Nice, I'm looking forward to less mowing and being able to keep it low all summer. Hate missing mows and having to reset, etc. Also, probably need to work more and mow less to afford my hobby, :thumbup:


----------



## Greendoc (Mar 24, 2018)

drewwitt said:


> I have a noob question. I leveled my Zeon Zoysia with sand 3 weeks ago. It's rebounded fully, but there is one area that is slowly filling in width wise. These were bare spots I had before sanding, and the stolons have loved the sand and are working their magic.
> 
> I'm about to leave for two weeks and want to apply tnex. I dont want to come back to a yard at 2.5" tall. This would be my first ever app to do tnex. I've been reading a bunch on here and don't want to jack up the lawn. I was planning on doing half rate with some iron for the first run.
> 
> ...


Spray the whole thing at the normal rate. What happens is that the areas that are thin will not be as regulated because they are still under sand. That will actually allow them to catch up to the areas that are fully filled in.


----------



## drewwitt (Jun 25, 2018)

Greendoc said:


> Spray the whole thing at the normal rate. What happens is that the areas that are thin will not be as regulated because they are still under sand. That will actually allow them to catch up to the areas that are fully filled in.


Thank you, Yoda


----------



## Redtwin (Feb 9, 2019)

Where do you guys get FEature from? I can't seem to find it anywhere.


----------



## FlaDave (Jul 10, 2018)

Epesthero, they go out of stock from time to time thanks to us. Order a few when it's in stock to make up for it. https://www.epesthero.com/products/feature-6-0-0-water-soluble-micronutrients


----------



## TNTurf (Mar 20, 2019)

Dang, they sure are out of stock along with everyone else. I have two more applications worth so I can get by a while but was going to order.
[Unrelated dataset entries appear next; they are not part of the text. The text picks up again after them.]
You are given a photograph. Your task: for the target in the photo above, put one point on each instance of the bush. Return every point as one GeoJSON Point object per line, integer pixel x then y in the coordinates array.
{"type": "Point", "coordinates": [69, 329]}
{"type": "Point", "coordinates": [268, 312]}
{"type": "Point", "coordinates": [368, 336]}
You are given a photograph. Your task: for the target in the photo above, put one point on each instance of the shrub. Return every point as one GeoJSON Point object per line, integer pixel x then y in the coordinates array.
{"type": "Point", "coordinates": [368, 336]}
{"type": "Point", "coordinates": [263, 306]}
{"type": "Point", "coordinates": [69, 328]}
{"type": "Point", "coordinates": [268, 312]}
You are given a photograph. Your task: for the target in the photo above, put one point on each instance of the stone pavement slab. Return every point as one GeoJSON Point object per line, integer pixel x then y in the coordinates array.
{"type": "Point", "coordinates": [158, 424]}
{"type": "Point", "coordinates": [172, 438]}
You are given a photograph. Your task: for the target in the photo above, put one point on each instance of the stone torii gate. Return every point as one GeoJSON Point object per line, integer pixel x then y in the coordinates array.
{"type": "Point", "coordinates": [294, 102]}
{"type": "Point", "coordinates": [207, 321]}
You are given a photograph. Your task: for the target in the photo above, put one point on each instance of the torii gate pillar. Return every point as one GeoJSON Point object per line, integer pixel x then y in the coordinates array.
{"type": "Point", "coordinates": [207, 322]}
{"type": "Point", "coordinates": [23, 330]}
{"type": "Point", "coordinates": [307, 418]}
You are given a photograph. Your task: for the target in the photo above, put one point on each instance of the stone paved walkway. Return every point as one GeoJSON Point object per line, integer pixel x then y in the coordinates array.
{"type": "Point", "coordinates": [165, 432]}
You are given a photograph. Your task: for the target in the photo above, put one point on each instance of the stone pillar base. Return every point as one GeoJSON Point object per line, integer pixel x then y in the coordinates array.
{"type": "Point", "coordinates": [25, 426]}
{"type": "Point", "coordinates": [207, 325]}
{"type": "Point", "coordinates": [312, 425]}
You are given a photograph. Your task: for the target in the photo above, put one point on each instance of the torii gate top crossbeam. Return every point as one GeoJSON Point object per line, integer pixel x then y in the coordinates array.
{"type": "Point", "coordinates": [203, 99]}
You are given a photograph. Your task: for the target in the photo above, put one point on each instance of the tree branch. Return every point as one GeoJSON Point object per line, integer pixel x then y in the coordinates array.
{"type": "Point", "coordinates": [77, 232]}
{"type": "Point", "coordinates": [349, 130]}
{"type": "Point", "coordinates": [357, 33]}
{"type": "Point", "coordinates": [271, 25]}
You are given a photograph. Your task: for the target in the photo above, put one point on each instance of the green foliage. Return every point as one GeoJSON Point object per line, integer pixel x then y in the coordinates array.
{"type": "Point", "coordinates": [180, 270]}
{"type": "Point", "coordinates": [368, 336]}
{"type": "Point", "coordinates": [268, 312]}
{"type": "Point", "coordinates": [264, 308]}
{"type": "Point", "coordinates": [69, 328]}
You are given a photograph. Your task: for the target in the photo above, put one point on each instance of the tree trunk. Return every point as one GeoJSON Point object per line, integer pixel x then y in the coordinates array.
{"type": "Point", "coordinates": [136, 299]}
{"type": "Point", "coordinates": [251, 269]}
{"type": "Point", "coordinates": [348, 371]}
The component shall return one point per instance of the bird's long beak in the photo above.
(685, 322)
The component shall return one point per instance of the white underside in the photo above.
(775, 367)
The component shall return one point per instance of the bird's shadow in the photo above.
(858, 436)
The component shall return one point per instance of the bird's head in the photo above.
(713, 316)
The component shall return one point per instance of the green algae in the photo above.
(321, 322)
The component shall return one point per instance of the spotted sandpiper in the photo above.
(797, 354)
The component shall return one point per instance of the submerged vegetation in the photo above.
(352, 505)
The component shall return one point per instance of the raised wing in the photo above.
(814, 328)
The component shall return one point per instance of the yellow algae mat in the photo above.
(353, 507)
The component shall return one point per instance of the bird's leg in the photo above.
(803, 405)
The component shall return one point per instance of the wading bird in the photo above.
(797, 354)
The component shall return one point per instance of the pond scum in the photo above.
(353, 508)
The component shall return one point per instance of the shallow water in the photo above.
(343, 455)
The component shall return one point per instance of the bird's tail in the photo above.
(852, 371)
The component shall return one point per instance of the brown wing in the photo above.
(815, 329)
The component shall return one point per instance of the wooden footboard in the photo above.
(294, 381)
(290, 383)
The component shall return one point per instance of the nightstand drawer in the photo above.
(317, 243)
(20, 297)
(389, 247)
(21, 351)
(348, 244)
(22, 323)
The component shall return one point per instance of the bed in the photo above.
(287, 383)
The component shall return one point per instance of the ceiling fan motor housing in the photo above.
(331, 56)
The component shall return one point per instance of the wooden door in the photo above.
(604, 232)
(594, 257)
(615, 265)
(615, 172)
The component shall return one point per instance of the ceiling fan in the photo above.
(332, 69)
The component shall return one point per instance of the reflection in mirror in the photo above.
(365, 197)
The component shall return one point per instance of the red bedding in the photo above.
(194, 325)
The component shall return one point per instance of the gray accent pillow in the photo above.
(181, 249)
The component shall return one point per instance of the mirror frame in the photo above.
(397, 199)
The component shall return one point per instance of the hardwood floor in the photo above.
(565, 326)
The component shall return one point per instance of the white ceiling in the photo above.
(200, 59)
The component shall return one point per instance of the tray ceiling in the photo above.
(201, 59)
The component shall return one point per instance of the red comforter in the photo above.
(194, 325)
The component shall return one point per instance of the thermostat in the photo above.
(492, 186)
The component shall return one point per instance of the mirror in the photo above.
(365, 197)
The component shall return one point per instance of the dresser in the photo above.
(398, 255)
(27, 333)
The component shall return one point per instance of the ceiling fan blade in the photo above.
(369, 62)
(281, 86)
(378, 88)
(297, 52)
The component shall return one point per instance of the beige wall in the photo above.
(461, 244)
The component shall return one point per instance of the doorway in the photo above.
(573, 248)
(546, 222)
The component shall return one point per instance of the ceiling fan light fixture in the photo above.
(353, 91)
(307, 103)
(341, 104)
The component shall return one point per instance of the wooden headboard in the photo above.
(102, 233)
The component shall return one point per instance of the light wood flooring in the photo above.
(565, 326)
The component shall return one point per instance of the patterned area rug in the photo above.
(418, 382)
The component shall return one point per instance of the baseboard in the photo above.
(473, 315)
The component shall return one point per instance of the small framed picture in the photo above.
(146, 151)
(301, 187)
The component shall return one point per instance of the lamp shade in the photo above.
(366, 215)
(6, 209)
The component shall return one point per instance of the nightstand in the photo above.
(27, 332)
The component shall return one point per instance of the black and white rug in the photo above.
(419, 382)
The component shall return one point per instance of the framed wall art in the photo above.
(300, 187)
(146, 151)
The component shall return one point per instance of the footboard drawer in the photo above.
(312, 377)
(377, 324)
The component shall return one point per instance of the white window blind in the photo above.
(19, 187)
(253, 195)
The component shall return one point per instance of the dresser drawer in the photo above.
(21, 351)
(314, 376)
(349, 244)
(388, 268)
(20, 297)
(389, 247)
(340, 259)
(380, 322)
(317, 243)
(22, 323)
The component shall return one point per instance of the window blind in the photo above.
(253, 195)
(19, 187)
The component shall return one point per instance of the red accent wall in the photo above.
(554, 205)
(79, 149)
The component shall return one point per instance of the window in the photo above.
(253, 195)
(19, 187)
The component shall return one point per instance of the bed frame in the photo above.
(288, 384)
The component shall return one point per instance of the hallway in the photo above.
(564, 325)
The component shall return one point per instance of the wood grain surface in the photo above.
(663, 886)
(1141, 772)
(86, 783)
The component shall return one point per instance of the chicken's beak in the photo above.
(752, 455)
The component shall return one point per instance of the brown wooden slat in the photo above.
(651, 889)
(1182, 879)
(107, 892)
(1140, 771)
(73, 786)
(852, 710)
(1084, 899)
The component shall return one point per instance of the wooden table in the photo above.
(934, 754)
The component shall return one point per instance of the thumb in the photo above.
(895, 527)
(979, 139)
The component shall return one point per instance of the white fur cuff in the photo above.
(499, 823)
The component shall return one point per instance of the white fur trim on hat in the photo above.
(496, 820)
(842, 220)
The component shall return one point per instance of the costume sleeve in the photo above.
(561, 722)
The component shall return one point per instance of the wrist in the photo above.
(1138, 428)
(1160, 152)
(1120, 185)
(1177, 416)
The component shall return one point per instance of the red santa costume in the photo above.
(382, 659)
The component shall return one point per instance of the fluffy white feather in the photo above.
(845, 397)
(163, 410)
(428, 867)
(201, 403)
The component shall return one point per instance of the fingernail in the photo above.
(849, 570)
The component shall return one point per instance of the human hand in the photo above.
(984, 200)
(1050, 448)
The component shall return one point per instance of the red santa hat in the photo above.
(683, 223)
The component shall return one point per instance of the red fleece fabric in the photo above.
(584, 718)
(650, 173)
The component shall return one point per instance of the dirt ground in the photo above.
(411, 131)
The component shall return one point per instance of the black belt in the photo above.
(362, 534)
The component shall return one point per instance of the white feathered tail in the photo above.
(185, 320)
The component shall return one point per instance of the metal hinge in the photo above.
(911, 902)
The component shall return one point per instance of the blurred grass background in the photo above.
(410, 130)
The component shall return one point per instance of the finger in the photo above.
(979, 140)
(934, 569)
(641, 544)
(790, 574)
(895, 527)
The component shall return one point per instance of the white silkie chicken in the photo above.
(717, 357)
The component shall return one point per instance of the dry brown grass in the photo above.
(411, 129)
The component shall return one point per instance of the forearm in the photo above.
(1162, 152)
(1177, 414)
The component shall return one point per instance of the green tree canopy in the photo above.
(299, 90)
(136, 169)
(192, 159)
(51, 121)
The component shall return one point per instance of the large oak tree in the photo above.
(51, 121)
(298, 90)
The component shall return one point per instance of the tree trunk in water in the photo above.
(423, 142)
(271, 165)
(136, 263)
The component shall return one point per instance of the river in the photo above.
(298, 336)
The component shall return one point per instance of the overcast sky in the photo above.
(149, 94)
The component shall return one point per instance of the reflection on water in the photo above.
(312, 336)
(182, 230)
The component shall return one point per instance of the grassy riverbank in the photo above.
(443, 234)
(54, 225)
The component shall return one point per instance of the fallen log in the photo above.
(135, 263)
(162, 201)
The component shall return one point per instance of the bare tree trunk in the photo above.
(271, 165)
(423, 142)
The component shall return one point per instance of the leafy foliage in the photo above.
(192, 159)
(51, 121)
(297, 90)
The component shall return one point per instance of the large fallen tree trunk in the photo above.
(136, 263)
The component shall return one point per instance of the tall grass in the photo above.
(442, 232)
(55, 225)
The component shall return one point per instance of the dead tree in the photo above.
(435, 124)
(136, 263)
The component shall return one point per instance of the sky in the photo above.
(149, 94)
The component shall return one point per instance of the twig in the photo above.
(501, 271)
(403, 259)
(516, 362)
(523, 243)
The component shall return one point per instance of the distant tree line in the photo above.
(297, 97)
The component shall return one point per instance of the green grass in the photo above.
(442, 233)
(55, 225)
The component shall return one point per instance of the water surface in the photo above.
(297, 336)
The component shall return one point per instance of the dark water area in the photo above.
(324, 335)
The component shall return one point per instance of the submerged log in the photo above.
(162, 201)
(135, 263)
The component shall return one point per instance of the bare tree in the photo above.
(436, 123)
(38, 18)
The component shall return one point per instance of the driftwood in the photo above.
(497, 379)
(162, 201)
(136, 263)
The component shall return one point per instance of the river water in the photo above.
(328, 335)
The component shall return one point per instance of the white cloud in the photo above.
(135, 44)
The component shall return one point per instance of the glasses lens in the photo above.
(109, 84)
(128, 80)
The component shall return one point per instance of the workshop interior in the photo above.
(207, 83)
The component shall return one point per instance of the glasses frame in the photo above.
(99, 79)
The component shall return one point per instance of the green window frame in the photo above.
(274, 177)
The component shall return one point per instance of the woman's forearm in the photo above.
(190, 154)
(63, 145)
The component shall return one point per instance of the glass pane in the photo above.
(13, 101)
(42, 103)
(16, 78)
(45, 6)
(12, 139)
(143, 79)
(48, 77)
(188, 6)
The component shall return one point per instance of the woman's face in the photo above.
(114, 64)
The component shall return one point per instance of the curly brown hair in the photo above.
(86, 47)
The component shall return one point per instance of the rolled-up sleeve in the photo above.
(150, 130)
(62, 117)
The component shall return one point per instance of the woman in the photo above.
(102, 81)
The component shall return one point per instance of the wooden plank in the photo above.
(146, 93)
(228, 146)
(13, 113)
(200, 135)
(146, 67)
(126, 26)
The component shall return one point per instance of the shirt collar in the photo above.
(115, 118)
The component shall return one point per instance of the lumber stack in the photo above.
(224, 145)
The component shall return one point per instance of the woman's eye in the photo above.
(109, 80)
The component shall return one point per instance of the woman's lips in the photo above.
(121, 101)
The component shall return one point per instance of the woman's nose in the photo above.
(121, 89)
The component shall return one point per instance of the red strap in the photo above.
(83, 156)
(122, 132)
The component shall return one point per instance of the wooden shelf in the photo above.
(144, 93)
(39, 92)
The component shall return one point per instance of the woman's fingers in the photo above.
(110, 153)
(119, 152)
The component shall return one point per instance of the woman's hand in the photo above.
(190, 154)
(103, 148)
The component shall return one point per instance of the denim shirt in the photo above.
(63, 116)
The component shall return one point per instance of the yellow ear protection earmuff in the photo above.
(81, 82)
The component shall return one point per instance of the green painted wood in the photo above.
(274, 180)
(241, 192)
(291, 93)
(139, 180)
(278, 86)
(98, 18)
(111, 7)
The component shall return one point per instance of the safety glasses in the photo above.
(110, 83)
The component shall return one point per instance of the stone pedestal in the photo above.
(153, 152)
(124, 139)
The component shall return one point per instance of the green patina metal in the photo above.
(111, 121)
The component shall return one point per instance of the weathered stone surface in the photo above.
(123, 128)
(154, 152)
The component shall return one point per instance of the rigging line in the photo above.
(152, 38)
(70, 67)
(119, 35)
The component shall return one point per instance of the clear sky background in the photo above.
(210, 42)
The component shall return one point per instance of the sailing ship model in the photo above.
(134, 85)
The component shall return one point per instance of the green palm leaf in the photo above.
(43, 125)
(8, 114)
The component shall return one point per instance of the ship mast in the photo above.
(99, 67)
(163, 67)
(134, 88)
Anyhow, part of your work with PGR will be your spray rate. I try to apply 0.38 per thousand and did last time I applied but two times prior I ran out of water about 80% of the way through the yard. The turn was fine. It was fine with .5 and .25 and each time it was me taking notes on how well it matched with Greenkeeper app. Point is, if you get it close it will be fine and just see how it goes.


----------



## Jimefam (Jun 22, 2018)

I put down .75oz per 1k and it looks awesome and is super green.


----------



## sanders4617 (Jul 9, 2018)

I scalped a portion of my lawn to keep lower than the rest. Should I wait for it to green up completely before applying PGR?


----------



## FlaDave (Jul 10, 2018)

sanders4617 said:


> I scalped a portion of my lawn to keep lower than the rest. Should I wait for it to green up completely before applying PGR?


That would be a judgement call since its absorbed by the grass blades. If you've completely scalped all the blades off i would wait for it to recover.


----------



## RayTL (Jun 4, 2018)

Hey All,

Just got my first app of T-Nex down - looking forward to seeing how it works. Thanks for the great feedback and discussion. Thanks also to @wardconnor for his YouTube video on how to apply it.

Thanks, 
Ray


----------



## corneliani (Apr 2, 2019)

What are you all understanding from the label where it specifies that for least damage to turf to mow 1-hr before or 4-hrs after application. The before can make some sense, but I would think the longer it stays on the blade the better.. so why the recommendation to mow so soon after?


----------



## Redtwin (Feb 9, 2019)

I think it means don't mow any sooner than 4 hours after application. I usually wait a full day or two before mowing. Hopefully one of the experts will correct me if I'm wrong.


----------



## RayTL (Jun 4, 2018)

Interesting, I didn't see that. Seems like you'd want to wait to mow to let it absorb, but maybe cutting helps with over application/heat damage?


----------



## Redtwin (Feb 9, 2019)

RayTL said:


> Interesting, I didn't see that. Seems like you'd want to wait to mow to let it absorb, but maybe cutting helps with over application/heat damage?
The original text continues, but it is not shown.